Chapter 05

30.6K 3K 38
                                    

Chapter 05 : I decided to leave her ... finally

Sejak sekitar dua-tiga hari setelah Paman datang menyelamatkanku yang terperangkap di dalam sumur, tidak ada yang terjadi. Keadaan tenang mengiringi masa pemulihanku.

Ya, aku sakit.

Karena kehujanan dan terendam air sumur selama berjam-jam, aku terserang flu.

Tubuhku memang lemah sejak dulu. Karena itu, aku mudah sakit dan tidak mudah untuk sembuh.

Kini aku sudah bisa berdiri di atas kedua kakiku sendiri tanpa kepala terasa berat dan pandangan berputar-putar—walaupun demamku masih ada dan tubuhku juga masih lemas sih, tapi selain itu tidak ada, kondisiku sudah lebih baik.

Namun, ketenangan itu tidak berlangsung lama.

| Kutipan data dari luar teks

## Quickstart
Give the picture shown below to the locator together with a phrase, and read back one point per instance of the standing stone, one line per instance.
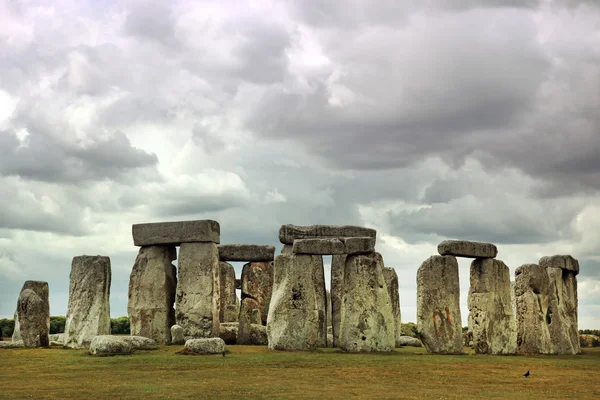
(152, 286)
(198, 290)
(338, 264)
(293, 322)
(491, 319)
(533, 317)
(439, 321)
(33, 310)
(229, 302)
(563, 326)
(257, 287)
(367, 320)
(391, 281)
(88, 313)
(41, 289)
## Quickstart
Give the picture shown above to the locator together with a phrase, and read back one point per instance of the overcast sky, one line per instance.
(425, 120)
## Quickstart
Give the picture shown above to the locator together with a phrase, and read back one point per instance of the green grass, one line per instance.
(250, 372)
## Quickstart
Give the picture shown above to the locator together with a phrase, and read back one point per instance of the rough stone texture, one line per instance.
(107, 345)
(294, 319)
(334, 246)
(408, 341)
(176, 233)
(177, 335)
(367, 319)
(152, 286)
(289, 233)
(338, 264)
(41, 289)
(563, 305)
(491, 319)
(246, 252)
(88, 312)
(205, 346)
(533, 305)
(565, 262)
(391, 281)
(438, 305)
(229, 307)
(464, 248)
(198, 290)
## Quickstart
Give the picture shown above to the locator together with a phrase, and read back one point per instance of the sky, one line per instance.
(426, 120)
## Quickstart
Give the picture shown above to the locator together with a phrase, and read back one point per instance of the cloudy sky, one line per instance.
(426, 120)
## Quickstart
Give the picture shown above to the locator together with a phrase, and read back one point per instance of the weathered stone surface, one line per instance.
(358, 245)
(408, 341)
(289, 233)
(205, 346)
(107, 345)
(229, 308)
(338, 264)
(438, 305)
(562, 311)
(391, 281)
(464, 248)
(565, 262)
(533, 301)
(175, 233)
(491, 318)
(198, 290)
(246, 252)
(152, 286)
(177, 335)
(293, 322)
(37, 319)
(88, 312)
(367, 320)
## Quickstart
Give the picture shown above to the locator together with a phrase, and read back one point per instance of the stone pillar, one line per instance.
(152, 286)
(229, 301)
(438, 305)
(391, 281)
(257, 286)
(491, 319)
(198, 290)
(562, 273)
(293, 322)
(533, 316)
(367, 320)
(88, 312)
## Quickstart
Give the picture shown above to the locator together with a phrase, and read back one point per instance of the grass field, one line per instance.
(250, 372)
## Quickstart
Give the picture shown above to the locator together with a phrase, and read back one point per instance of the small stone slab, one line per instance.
(334, 246)
(175, 233)
(246, 252)
(565, 262)
(464, 248)
(289, 233)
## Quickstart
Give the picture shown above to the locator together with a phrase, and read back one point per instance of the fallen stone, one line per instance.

Sebelum tubuhku benar-benar sembuh total, beberapa pelayan di kediaman Lowell datang ke paviliun tempatku tinggal untuk menyiksaku.

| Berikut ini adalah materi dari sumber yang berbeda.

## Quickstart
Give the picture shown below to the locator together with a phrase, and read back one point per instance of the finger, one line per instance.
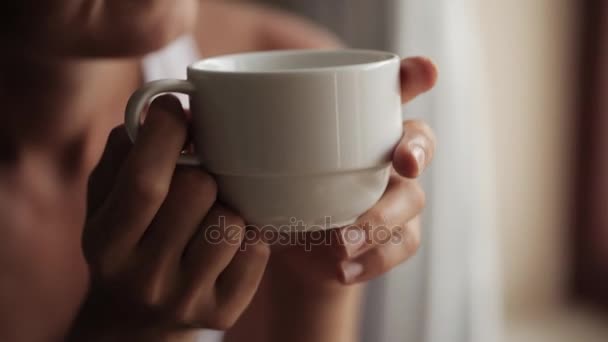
(104, 175)
(211, 250)
(239, 282)
(190, 197)
(382, 258)
(418, 75)
(145, 177)
(415, 150)
(402, 201)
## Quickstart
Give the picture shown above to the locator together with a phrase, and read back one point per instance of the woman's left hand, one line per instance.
(389, 233)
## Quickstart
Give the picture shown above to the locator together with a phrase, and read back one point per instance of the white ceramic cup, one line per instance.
(298, 139)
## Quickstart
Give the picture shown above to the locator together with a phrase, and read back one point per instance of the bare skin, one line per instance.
(58, 111)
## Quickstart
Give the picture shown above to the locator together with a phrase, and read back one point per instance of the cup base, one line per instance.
(304, 203)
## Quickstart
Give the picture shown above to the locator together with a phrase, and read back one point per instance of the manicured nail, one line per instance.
(420, 155)
(354, 240)
(351, 271)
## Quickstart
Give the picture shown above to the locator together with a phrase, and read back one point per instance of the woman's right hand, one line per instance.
(154, 271)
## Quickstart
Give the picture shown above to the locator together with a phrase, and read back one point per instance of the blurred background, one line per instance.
(516, 233)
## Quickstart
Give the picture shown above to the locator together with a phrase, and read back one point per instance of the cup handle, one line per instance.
(142, 98)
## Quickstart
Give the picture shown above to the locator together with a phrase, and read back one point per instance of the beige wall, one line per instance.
(530, 47)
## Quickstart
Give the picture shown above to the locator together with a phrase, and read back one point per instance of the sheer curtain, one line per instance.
(451, 290)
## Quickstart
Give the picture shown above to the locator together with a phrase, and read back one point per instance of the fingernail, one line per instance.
(420, 156)
(354, 240)
(351, 271)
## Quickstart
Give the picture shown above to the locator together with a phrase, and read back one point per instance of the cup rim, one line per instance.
(382, 58)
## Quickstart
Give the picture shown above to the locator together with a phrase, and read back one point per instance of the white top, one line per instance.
(172, 62)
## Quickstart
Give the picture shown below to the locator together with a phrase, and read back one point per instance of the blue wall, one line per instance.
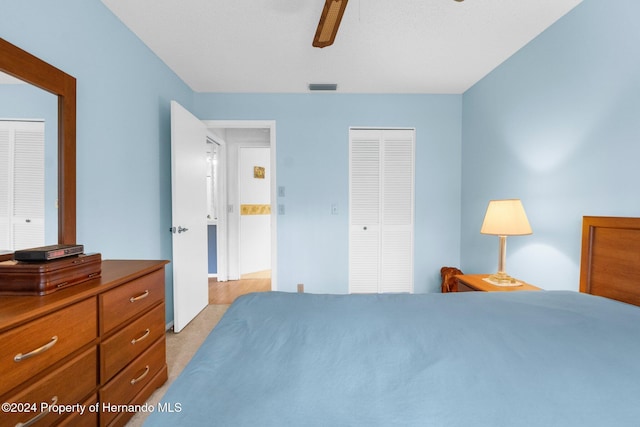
(556, 125)
(312, 152)
(123, 130)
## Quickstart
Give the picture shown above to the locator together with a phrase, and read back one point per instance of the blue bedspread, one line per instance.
(468, 359)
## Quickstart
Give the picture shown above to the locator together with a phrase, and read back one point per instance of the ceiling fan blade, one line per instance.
(329, 22)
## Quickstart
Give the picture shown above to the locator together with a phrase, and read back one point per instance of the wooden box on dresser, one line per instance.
(97, 348)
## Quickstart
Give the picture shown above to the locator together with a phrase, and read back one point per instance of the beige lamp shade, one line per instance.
(506, 218)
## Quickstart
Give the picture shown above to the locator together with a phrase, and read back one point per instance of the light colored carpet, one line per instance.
(181, 348)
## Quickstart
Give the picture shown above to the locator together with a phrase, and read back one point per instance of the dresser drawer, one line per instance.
(124, 346)
(67, 385)
(131, 380)
(125, 302)
(32, 347)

Aku tidak tahu apa alasannya. Apa salahku?

Aku juga tidak tahu apa tujuan mereka memperlakukanku seperti ini.

Setelah beberapa hari aku dipukuli oleh para pelayan, aku diseret menghadap Ibu oleh pelayan-pelayan itu. Sekarang, setelah Ibu sembuh dan kondisinya sudah pulih kembali—aku tidak tahu Ibu sakit apa—Ibu lah yang beralih memukuliku.

Barulah sekarang aku mengerti jika pelayan-pelayan yang menemui dan memukuliku itu datang karena perintah Ibu.

Ibu yang tidak dalam kondisi sehat tidak bisa melampiaskan amarahnya kepadaku. Karena itu, ia memerintah mereka untuk menggantikan tangannya. Sekarang, setelah kondisi Ibu kembali seperti semula, ia lah yang mengambil alih menuntaskan kemurkaannya.

Selama berhari-hari aku terus disiksa. Aku hanya bisa beristirahat ketika pingsan. Dan ketika kembali terbangun, pukulan, tamparan, dan tendangan pasti kembali menyerang tubuhku secara bertubi-tubi.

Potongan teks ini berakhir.